Why Asia Should Prepare for Carbon Reporting

The levels of commitment in addressing climate change may vary, but there is a clear trend. For the first time, the United Nations conference in Copenhagen in December 2009 included a global agreement by 132 countries to limit temperature rises to 2 degrees. Subsequently, 79 countries have set emissions reduction targets that will cover 80 percent of global energy-related emissions.

 
However, a complete global consensus is improbable and governments are likely to adopt policies that vary from one country to the next. Senior executives with a mandate spanning in Asia Pacific need to understand where their own organisation stands and where they may be exposed in different jurisdictions. This is a particular concern in China as many companies are so heavily dependent on manufacturing and international trade.
 
There are a number of potential policy responses including the imposition of carbon emissions reporting requirements, incentives for energy efficient activities, mandatory use and incentives for cleaner fuels, and imposing price signals such as emissions trading schemes and taxes.
 
The financial implications for businesses in Asia Pacific are likely to include legal requirements for reporting carbon emissions and/or energy consumption; carbon price liability from carbon taxes or emissions trading through tax or permit obligations – either directly or in the supply chain; market pressures from low carbon substitutes; trade barriers and border taxes based on carbon intensity; and other new forms of grants, subsidies and tax incentives.
 
China has been a key recipient of foreign investment through the Kyoto Protocol's Clean Development Mechanism (CDM) and has provided a number of supportive measures to encourage clean technologies and emissions reductions.
 
Irrespective of what actions governments undertake, such changes are going to require a level of reporting and assurance on carbon emissions and/or energy use at a company level, and accompanying that, careful management of business impacts.
 
An important first step for the CEO is to identify what carbon emissions reporting measures are mandatory, which measures may become mandatory, and which, although voluntary may also be beneficial to conduct.

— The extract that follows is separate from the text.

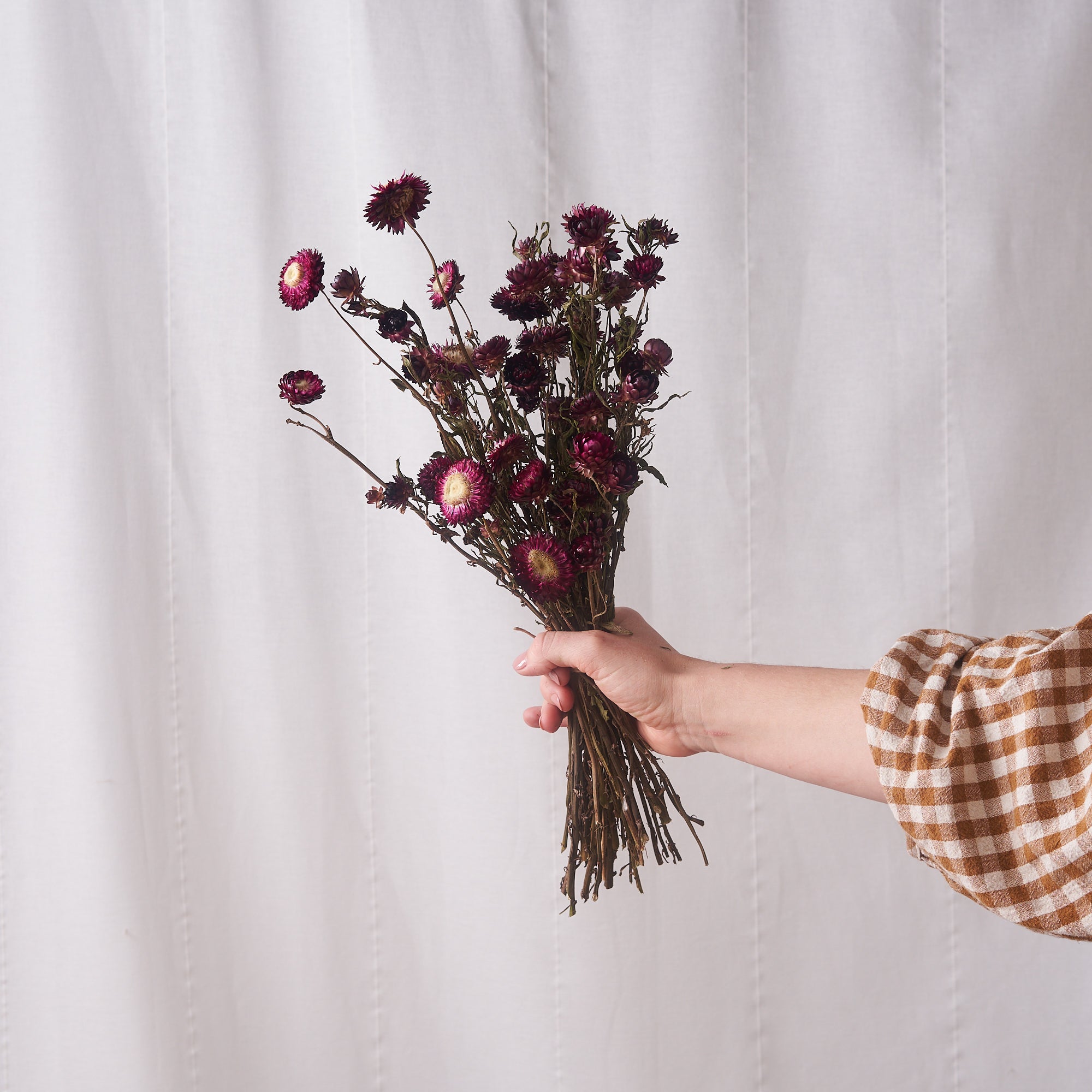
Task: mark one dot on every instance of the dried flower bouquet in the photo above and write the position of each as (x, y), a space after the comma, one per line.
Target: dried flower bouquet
(542, 445)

The most widely used voluntary reporting formats include the Carbon Disclosure Project (CDP) and Sustainability Reporting using the Global Reporting Initiative (GRI).
 
From here, the CEO needs to clearly identify where responsibility lies for the collection and processing of carbon emissions data. In many cases, it lies with an operating executive or environmental officer and sometimes it falls to the CFO. Responsibility may not be clearly defined due to the overlap of this issue across supply chain, production, legal and financial management functions.
 
All this is not difficult, but it needs institutionalising. The first steps are a small investment, compared to the potential opportunities and risks. The CEO also needs to establish accountabilities in their business to understand potential liability and prepare for new opportunities. Regulatory climate change policy impacts on longer term business decisions such as acquisitions, mergers and joint ventures, so it is now an essential responsibility for any successful business leader.